Building Healthcare Knowledge
Our goal for Knowledge Base is to accumulate the best information on how to work with and analyze healthcare data. We think the best approach to building this knowledge is by starting with the end in mind and then taking an approach similar to grad school research.
Good Research Questions
Starting with the end in mind means having good research questions to motivate our learning. A good question is both interesting (i.e. something we care about) and specific. Good questions motivate and focus our learning. They help us to "go deep" in our study of a topic. Here are two example questions, one good and one bad.
Good Question: How can I tell which patients were discharged to a SNF from an acute inpatient setting and which SNF they were discharged to?
Bad Question: What's the best way to build a chronic condition grouper?
The "good question" is both specific and potentially interesting, depending on your personal research interests. The main problem with the "bad question" is that we don't have a clear understanding of why we are building the grouper - we don't have an ultimate goal motivating us and therefore cannot perform our research with an "end in mind."
Good Research Practices
Beyond starting with a good question or set of good questions, there are a couple tenants of good research practices that we follow. These practices are roughly equivalent to research practices you would learn and follow in a grad school research setting.
Literature Review: You should deeply immerse yourself with all the available writing on the topic of interest. This typically takes the form of journal articles but often white papers can be helpful as well.
Analyze Multiple Datasets: You should try to run any code against as many healthcare datasets as possible. This will help to develop your intuition about how much variation exists across different patient populations. It can also provide evidence of whether your approach will generalize across datasets.
Work to Disprove Yourself: It's incredibly common to develop a hypothesis and then to focus on confirmatory evidence of that hypothesis. But this mindset can fool us into believing patterns or results that don't represent reality. The prepared research mind will take an approach of developing an approach or hypothesis and then looking for reasons why it won't work.

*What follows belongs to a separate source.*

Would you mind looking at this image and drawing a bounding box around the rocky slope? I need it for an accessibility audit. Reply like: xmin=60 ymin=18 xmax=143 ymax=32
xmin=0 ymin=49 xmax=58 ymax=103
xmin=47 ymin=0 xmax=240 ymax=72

Don't Let Perfect be the Enemy of Good: Real-world healthcare data is seldom perfect for any analysis. Building incremental knowledge requires we focus on what truths we can be certain of in the face of uncertainty, versus focusing on inherent limitations.
Knowledge Club
A critical part of the knowledge development process is sharing what you've learned with others. Sharing what you've learned with others has two positive consequences. First, explaining your knowledge to another person or a group of people forces you to organize your thinking in a way that can expose logical weaknesses. Second, it gives people the opportunity to provide direct feedback to you, based on their personal knowledge of the topic. Both of these can lead to the formation of more robust knowledge.
In the coming weeks we'll be kicking off the Knowledge Club. This will take the form of a bi-weekly 1 hour open meeting where one or more individuals will present on a research topic. After each presentation we will open up the entire group for questions and comments. We are excited to implement this graduate-style research roundtable.